Now, eyeballing this code, it’s clear that further transformations are possible. In fact, the loop reduces to a single statement, i=4, and since the procedure returns nothing and has no side effects, it can be removed altogether! In this particular case, this is easy to see, but in general, the result will depend on the power of the analyses and the complexity of the programs.
You can’t be sure whether the “extra” code that you’ve been able to eliminate was inserted by a code obfuscator with the purpose of sowing confusion or was just the result of a really broken compiler. All you know is that you’ve been able to turn the raw sequence of bytes your boss gave you into a much simpler structured form and to get rid of some irrelevant code in the process.
The final step of your reverse engineering effort should be to take the transformed control flow graph and turn it into source code. The graph is so simple that this decompilation step is trivial. You get:
public static void P() { int i = 0; while (i<4) i++; }
Obviously, other source forms are possible, for example, using a for loop.
Now, turning raw bytes into readable source code is very helpful for a reverse engineer, but the process typically won’t stop when source code is generated. The final stage, extracting a deep understanding of the algorithms employed or modifying the code to bypass license checks, and so on, will often have to be done by hand.
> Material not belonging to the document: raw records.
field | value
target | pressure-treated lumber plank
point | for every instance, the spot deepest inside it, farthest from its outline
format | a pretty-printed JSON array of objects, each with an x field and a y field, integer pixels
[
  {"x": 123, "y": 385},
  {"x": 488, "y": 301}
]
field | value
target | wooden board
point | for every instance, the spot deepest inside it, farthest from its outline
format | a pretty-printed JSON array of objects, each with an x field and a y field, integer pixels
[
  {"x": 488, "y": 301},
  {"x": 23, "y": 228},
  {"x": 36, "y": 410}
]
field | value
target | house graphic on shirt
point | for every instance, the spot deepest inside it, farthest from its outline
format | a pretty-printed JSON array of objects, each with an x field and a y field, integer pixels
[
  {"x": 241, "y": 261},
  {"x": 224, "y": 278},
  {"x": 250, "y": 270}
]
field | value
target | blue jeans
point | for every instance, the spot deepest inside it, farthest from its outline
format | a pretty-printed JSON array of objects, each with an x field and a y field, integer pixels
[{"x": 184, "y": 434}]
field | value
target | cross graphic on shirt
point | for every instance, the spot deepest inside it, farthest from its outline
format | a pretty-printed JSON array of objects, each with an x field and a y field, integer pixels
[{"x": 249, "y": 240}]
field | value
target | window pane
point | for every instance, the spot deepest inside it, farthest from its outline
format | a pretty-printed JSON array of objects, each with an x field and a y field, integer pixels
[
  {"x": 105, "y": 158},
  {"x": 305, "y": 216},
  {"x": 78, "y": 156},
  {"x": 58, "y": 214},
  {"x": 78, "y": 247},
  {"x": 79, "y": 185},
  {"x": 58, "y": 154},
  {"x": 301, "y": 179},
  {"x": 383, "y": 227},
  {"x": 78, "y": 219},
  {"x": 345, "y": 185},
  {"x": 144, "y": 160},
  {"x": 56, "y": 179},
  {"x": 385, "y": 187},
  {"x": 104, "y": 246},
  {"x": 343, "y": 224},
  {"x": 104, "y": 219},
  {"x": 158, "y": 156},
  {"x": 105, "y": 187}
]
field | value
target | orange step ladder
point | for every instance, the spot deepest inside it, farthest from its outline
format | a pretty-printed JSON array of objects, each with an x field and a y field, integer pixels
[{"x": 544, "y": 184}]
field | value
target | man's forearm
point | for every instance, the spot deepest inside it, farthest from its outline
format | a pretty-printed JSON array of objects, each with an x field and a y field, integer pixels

In Chapter 2 (Methods of Attack and Defense), we’ll show you the general strategies that reverse engineers go through when they attack code in order to reveal its secrets or to make it perform tasks it wasn’t designed to do. In Chapter 3 (Program Analysis), we’ll delve into even more detail and discuss the many kinds of tools and analysis techniques available to your adversary. We will not simply present the off-the-shelf tools that happen to be available now, but will discuss those that could be built given currently known techniques. It’s much too easy to say, “Our software protection algorithm is secure because we’ve implemented it for dynamically linked x86 executables, and current decompilers only handle statically linked code.” A much more interesting statement would be, “This algorithm employs protection techniques that can cause code explosion in any decompiler, current and future.”